Lab Alumnus, Sloan Coats, Visits Lamont to Give OCP Seminar

September 23, 2019

Sloan Coats visited Lamont to give the OCP Seminar on September 20th.  The title of his talk was A Story of Mega Droughts: New methods that highlight novel pathways for solid earth-climate coupling (see his talk abstract below).  Sloan finished his PhD in the PaleoDynamics Lab in 2015 and is starting a tenure track faculty position at the University of Hawaii this fall (he was previously a Staff Scientist at the Woods Hole Oceanographic Institution).  Sloan's visit was an occasion to gather lab members and collaborators for an evening dinner.  Hun Baek, Arianna Varuolo-Clarke, and Park Williams joined from Lamont, while Ernesto Tejedor and Natalia Ruiz Menal, our collaborators on the NSF PIRE project, were able to join from the University of Albany (see picture).

A Story of Mega Droughts: New methods that highlight novel pathways for solid earth-climate coupling

Abstract: A long standing question is what role natural external forcings, largely in the form of volcanic eruptions and cycles of solar output, play in driving climate variability on longer than decadal timescales.

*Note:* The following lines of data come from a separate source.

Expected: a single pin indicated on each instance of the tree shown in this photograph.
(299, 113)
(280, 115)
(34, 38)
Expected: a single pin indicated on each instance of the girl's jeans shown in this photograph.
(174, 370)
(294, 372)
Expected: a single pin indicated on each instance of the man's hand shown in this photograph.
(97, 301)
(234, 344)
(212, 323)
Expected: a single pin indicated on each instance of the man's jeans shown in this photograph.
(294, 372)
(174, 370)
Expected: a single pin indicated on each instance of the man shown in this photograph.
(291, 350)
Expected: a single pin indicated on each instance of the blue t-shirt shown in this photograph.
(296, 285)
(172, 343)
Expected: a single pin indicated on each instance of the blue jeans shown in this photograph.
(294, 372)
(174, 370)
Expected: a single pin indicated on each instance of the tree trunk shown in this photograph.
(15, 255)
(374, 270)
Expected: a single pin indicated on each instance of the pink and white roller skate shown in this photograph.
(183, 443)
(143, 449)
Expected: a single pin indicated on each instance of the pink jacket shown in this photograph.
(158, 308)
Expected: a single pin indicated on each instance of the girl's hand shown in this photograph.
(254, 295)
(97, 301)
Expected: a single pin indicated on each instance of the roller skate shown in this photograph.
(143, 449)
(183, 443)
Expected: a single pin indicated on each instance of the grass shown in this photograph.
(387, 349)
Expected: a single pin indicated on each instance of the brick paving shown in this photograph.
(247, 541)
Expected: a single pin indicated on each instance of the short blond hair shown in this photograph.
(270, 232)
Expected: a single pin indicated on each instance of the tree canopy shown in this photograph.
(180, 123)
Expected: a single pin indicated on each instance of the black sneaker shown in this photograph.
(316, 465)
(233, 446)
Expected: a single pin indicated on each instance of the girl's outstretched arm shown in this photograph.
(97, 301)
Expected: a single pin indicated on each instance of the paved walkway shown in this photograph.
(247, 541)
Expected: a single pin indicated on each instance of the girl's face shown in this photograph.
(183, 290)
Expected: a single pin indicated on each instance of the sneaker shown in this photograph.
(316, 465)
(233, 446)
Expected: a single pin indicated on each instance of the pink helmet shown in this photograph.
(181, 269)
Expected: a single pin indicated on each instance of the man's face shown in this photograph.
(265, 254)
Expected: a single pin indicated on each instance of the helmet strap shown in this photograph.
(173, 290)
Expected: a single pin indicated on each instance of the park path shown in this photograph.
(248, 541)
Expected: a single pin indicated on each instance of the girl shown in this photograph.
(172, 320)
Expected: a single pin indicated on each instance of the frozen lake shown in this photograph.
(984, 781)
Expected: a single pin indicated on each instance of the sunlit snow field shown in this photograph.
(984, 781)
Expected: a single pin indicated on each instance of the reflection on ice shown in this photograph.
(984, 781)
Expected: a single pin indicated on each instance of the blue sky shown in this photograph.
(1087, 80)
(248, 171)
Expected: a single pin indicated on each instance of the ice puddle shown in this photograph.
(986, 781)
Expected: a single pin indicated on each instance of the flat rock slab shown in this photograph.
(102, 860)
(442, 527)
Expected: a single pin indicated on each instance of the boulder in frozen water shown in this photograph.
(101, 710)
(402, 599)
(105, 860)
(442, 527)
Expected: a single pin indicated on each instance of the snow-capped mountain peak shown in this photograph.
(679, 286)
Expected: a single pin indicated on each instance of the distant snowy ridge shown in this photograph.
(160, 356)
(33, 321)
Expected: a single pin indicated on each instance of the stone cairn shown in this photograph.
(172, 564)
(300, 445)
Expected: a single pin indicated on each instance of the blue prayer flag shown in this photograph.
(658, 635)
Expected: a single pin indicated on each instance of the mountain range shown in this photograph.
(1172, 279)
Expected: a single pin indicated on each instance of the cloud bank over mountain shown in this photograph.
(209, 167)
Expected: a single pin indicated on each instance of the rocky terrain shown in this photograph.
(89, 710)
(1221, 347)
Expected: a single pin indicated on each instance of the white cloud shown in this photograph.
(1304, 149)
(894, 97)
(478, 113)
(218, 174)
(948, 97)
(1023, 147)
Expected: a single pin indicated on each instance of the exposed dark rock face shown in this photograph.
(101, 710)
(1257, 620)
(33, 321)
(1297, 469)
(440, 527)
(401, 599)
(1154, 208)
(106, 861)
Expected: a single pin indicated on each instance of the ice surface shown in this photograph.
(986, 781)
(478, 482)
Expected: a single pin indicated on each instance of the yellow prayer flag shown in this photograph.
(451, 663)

During relatively stationary climate states like the mid Holocene to present day, climate models and paleoclimate reconstructions suggest little role for these external forcings in driving hydroclimate variability. Herein, novel machine learning based methods that identify drought in three-dimensional space-time (latitude, longitude, and time) are applied to climate model simulations of the last millennium over North America. Analyzing the spatiotemporal characteristics of the most persistent and severe droughts in these simulations provides important insights into how external forcings can impact drought—principally through interactions of volcanic eruptions and internal modes of coupled climate variability.